Originally posted by: fria319


I just wanted to reply to this part:


I know multiple people that did go through something similar. It was a similar kind of betrayal, with a far far worse outcome. I don't want to spill their stories all over the internet but I'll just tell you that these couples were married and had more invested into their relationship than what we're seeing on MHRW.


My gut reaction when I heard about these similar betrayals was to curse out their husbands. And I did, in my head. But that's not what I told them to their faces. They didn't need that from me. They were too heartbroken to want to deal with someone couldn't understand their conflicting emotions.


You know what I told one of the women? I told her to decide for herself what she wanted. I asked her if the pain of his mistake was worse than the pain of being without him. Because being in love with someone doesn't come easy, nor does it come multiple times for everyone. I told her that if she truly loved her husband then there was nothing shameful or wrong about wanting to make it work. Because there is nothing wrong with that. There is no one rule book that we must follow in our lives.

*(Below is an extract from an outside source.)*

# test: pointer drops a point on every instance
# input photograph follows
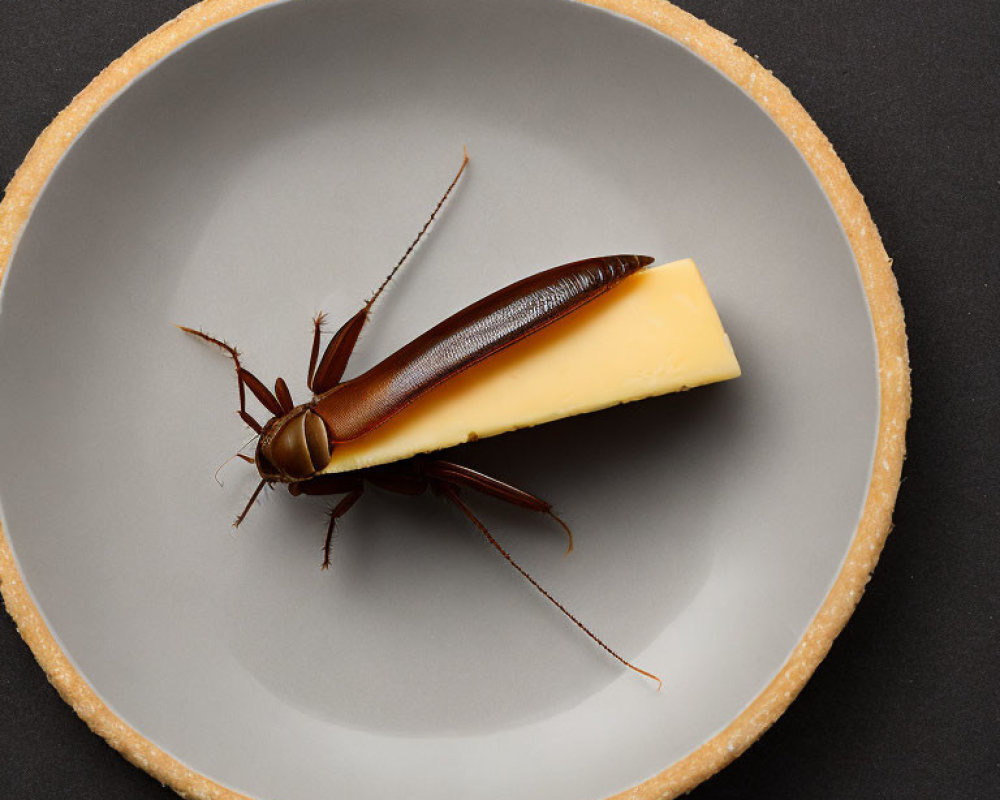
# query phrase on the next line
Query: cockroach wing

Just because we, an outsider, may think that x person is not good enough for y person, doesn't mean that y person actually thinks that way. Just because we may may not be able to move past something, doesn't mean that y person won't.


Love has no reason. There's no black and white way of looking at this because we're talking about feelings here. These are emotions that you can't just switch off because someone did something that hurt you. If you could then I don't think it was real love to begin with.


I always want my friends to be happy - to find their happiness. If that happiness lies in/with someone that i still don't even approve of, what has that got to do with me? If she's happy in that relationship, then she just is. I don't need to dig into it deeper than that. Who am I to determine what makes someone else happy?